The universe was manifested out of the Divine Sound; from It came into being the Light.” Shams-I-Tabriz
Nada yoga, or sound meditation, is a powerful meditation technique which uses music, tones or chanting to absorb the mind. Read on to find out why you should be listening closely.
The word yoga means yoke, to bring together, to balance between the extremes like yin/yang, positive/negative. Nada means sound. Nada yoga can be practiced by using and concentrating on sounds made by instruments, chanting or natural sounds. In yoga, we practice focusing on the breath as a vehicle to absorb the mind. Where emphasis is placed on audible ujjayi breath, even this simple act is a form of nada yoga.
This natural affinity of the mind to be drawn into itself through music has led nada yoga to be described in the Hatha Yoga Pradipika (the classic Sanskrit Hatha yoga manual) as one of the most powerful and fruitful meditation techniques to calm the mind.
Classical Indian musician Roop Verma describes it thus: ““Music was confined to the temples for sacred ceremonies and rituals. They were not entertainment forms of music, but what I call very potent sound formulas. Such formulas are like different elements; you put them together and you get a certain effect. They were used in ancient times to bring tranquillity and peace to agitated minds and tired bodies, as well as to change and transform the listener.
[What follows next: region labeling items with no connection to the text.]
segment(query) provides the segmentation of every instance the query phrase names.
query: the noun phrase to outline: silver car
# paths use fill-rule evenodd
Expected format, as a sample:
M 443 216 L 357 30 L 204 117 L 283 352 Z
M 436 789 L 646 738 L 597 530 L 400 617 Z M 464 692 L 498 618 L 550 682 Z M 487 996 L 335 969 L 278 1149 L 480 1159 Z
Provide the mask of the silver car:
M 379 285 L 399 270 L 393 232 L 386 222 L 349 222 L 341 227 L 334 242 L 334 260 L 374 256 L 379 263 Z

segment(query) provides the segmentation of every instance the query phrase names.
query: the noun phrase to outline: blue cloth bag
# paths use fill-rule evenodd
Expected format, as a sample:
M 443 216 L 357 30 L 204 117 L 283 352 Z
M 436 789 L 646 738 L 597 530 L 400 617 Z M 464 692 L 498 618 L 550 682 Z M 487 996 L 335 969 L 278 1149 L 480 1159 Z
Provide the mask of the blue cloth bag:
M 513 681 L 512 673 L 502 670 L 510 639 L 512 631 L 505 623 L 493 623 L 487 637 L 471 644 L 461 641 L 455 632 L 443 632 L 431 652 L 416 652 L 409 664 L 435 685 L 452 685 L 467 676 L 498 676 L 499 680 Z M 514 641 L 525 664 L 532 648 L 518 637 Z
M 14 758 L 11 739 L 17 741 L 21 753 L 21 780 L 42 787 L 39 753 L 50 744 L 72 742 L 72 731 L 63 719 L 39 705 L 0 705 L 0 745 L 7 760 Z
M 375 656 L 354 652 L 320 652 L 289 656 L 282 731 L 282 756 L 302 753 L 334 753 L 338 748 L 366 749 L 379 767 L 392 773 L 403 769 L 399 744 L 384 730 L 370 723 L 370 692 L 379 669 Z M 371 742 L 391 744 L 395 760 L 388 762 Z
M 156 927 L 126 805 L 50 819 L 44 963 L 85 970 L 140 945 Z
On the one hand it had a therapeutic effect; to heal disease, to heal sickness. On the other hand its aim was to focus the attention of people who came to the temple – towards one-pointedness. When we are centred and one-pointed, our lives take on a different meaning. When, on the other hand, our minds are scattered, the way we experience things is also influenced. So in order to achieve that focus, music was instrumental.